There is (no) an alternative

Par le 24 octobre 2011

Le 15 et 16 octobre avait lieu le forum national sur les médias indépendants à l’Hôtel de région de Montpellier. L’occasion pour les nombreux intervenants issus majoritairement de la presse alternative de livrer leurs analyses et leurs perspectives.

« There is no alternative » ce slogan célèbre et tristement actuel n’a pas semblé trouver grâce aux yeux des quelques 200 participants venus au forum des médias indépendants et alternatifs le week end dernier.
CQFD, Fakir, Médiapart ou encore le monde diplomatique et Acrimed étaient ainsi rassemblés autour d’une dizaine de « tables rondes ». L’occasion pour les intervenants et le public de débattre de l’actualité de cette « autre presse » construite en opposition aux médias « main stream ».

C’est que la critique des mass médias et de la connivence a fait du chemin depuis « Les nouveaux chiens de gardes » de Serge Halimi écrit en 1997 et considéré comme un pilier du genre. Souvent taxée de presse pour étudiants gauchistes, cloisonnée à une critique obscurantiste, la réalité est apparue beaucoup plus complexe lors des discussions. Si la plupart des acteurs du milieu admettent que le genre n’est pas vierge de contradictions, l’événement a été l’occasion de démentir bon nombre de clichés. Le forum a montré une autre facette de cette presse, souvent consciente de ses faiblesses et avide de nouvelles perspectives.
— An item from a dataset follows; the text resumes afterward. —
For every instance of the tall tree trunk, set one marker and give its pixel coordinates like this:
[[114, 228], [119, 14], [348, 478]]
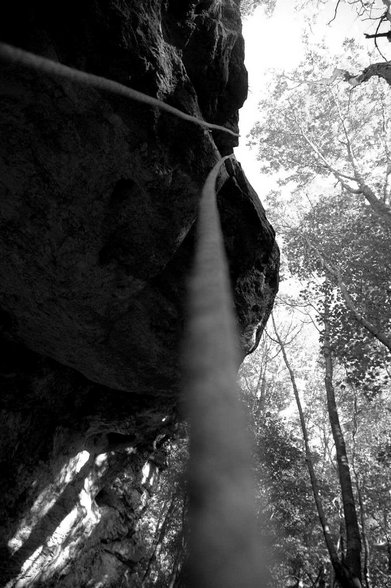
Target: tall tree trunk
[[344, 577], [353, 539]]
Indépendant? Alternatif? et après?!

C’est d’abord en ce qui concerne la nature même de la presse indépendante et alternative que les débats se sont révélés féconds. Comme l’a fait remarqué Christophe Geugneau intervenant du forum et journaliste à Médiapart: « quant Edwy Plenel [[Directeur et fondateur de Médiapart]] et François Bonnet [[Directeur éditorial co-fondateur de Médiapart]] ont créé Médiapart, ils n’avaient pas l’idée de faire un média alternatif, ils voulaient juste faire leur métier avec déontologie ». Il a également souligné que si ces titres étaient qualifiés d’alternatifs, c’est parce que la presse dites « traditionnelle » ne remplissait plus ses fonctions auprès de la population et péchait d’un manque d’ indépendance. En témoigne le nombre d’affaires d’intérêt public que Médiapart (titre indépendant pourtant récent) a imposé dans la sphère publique ces dernières années.

S’en est suivi une réflexion sur le rôle de cette presse à laquelle il est souvent reproché d’être refermée sur elle même. La réponse la plus pertinente sur la question a probablement été délivrée par Nicolas Sené journaliste à Fakir. Selon lui, les médias alternatifs ne doivent pas être une alternative à la presse dominante mais partir à sa reconquête et s’imposer comme presse de référence.

Les limites de la critique

Tout mouvement qui fait de la critique son matériau principal a fortiori certains titres de la presse indépendante et alternative courent le risque de ne se cantonner qu’à ce rôle. La question est centrale et a été au centre de nombreux débats. Il a été intéressant de constater la conscience aiguë de cette impasse parmi les différents acteurs présents. Soucieux de redorer l’image terne d’une presse qui, lorsqu’elle se cantonne à critiquer, donne une vision parfois étriquée de la réalité. Mettant en avant le danger de marginalisation et de fuite du lectorat qui en sont les conséquences logiques. C’est ce qu’a bien résumé Philippe Gagnebet «  rédac-chef » du magazine Toulousain « friture »:
 « notre but, ce n’est pas de rester dans les milieux alternatifs gauchistes avec les copains mais d’être lu, d’être vu et de toucher un public large ».
« On est passé de « ferme ta gueule » à « cause toujours ». Pierre Carles
(citation originellement attribuée à Coluche)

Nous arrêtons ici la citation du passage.